Terraform DSC does not produce Idempotent results - errors on re-run #682

Closed hashibot closed 4 years ago

hashibot commented 6 years ago

This issue was originally opened by @sada-kubsad as hashicorp/terraform#17080. It was migrated here as a result of the provider split. The original body of the issue is below.

Re-running a Terraform script with Azure DSC fails regardless of the DSC changes.

From looking at the DSC log files on the Azure VM, it seems that DSC is not picking up the new config changes.

It works when we deploy everything from scratch but fails when making incremental changes to DSC configs and relaunching from Terraform.

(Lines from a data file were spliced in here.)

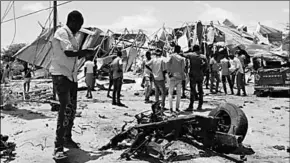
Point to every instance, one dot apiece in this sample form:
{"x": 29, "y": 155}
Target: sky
{"x": 147, "y": 15}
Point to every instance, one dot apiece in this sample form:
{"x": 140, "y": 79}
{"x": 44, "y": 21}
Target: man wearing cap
{"x": 117, "y": 74}
{"x": 176, "y": 65}
{"x": 64, "y": 76}
{"x": 159, "y": 71}
{"x": 196, "y": 73}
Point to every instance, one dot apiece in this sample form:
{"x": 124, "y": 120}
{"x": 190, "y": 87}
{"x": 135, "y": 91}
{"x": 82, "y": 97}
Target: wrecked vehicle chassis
{"x": 222, "y": 131}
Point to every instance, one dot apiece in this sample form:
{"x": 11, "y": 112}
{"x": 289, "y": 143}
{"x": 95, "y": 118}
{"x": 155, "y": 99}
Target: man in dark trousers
{"x": 117, "y": 71}
{"x": 159, "y": 71}
{"x": 197, "y": 66}
{"x": 64, "y": 76}
{"x": 110, "y": 79}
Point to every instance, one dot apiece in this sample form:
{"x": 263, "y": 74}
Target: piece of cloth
{"x": 111, "y": 81}
{"x": 61, "y": 64}
{"x": 174, "y": 83}
{"x": 27, "y": 72}
{"x": 240, "y": 81}
{"x": 242, "y": 60}
{"x": 147, "y": 72}
{"x": 239, "y": 66}
{"x": 160, "y": 88}
{"x": 214, "y": 76}
{"x": 158, "y": 68}
{"x": 233, "y": 79}
{"x": 193, "y": 95}
{"x": 225, "y": 79}
{"x": 89, "y": 65}
{"x": 90, "y": 80}
{"x": 196, "y": 66}
{"x": 117, "y": 82}
{"x": 225, "y": 64}
{"x": 210, "y": 35}
{"x": 117, "y": 68}
{"x": 233, "y": 66}
{"x": 67, "y": 94}
{"x": 148, "y": 87}
{"x": 215, "y": 65}
{"x": 27, "y": 80}
{"x": 5, "y": 75}
{"x": 176, "y": 66}
{"x": 246, "y": 56}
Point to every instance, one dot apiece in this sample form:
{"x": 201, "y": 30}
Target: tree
{"x": 10, "y": 51}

Please see below for details:

Terraform Version


Terraform Configuration Files

resource "azurerm_virtual_machine_extension"  "example_DSC" {
    name = "${var.customerAcronym}-${var.environment}-${var.machineAcronyms["example"]}-dsc"
    location = "${var.location}"
    resource_group_name = "${azurerm_resource_group.rg.name}"
    publisher ="Microsoft.Powershell"
    type ="DSC"
    type_handler_version = "${var.dsc_extension}"
    auto_upgrade_minor_version = true
    depends_on = ["azurerm_virtual_machine.example"]
    settings = <<SETTINGS
        "configuration": {
            "url": "${var.resourceStore["fileShareUrl"]}${var.resourceStore["dscArchiveName"]}${var.azureCredentials["storageKey"]}",
            "function": "example",
            "script": "example.ps1"
        "configurationArguments": {

    protected_settings = <<PROTECTED_SETTINGS
        "configurationArguments": {

Debug Output

azurerm_virtual_machine_extension.ArcGIS_Server_DSC: Still creating... (1m0s elapsed)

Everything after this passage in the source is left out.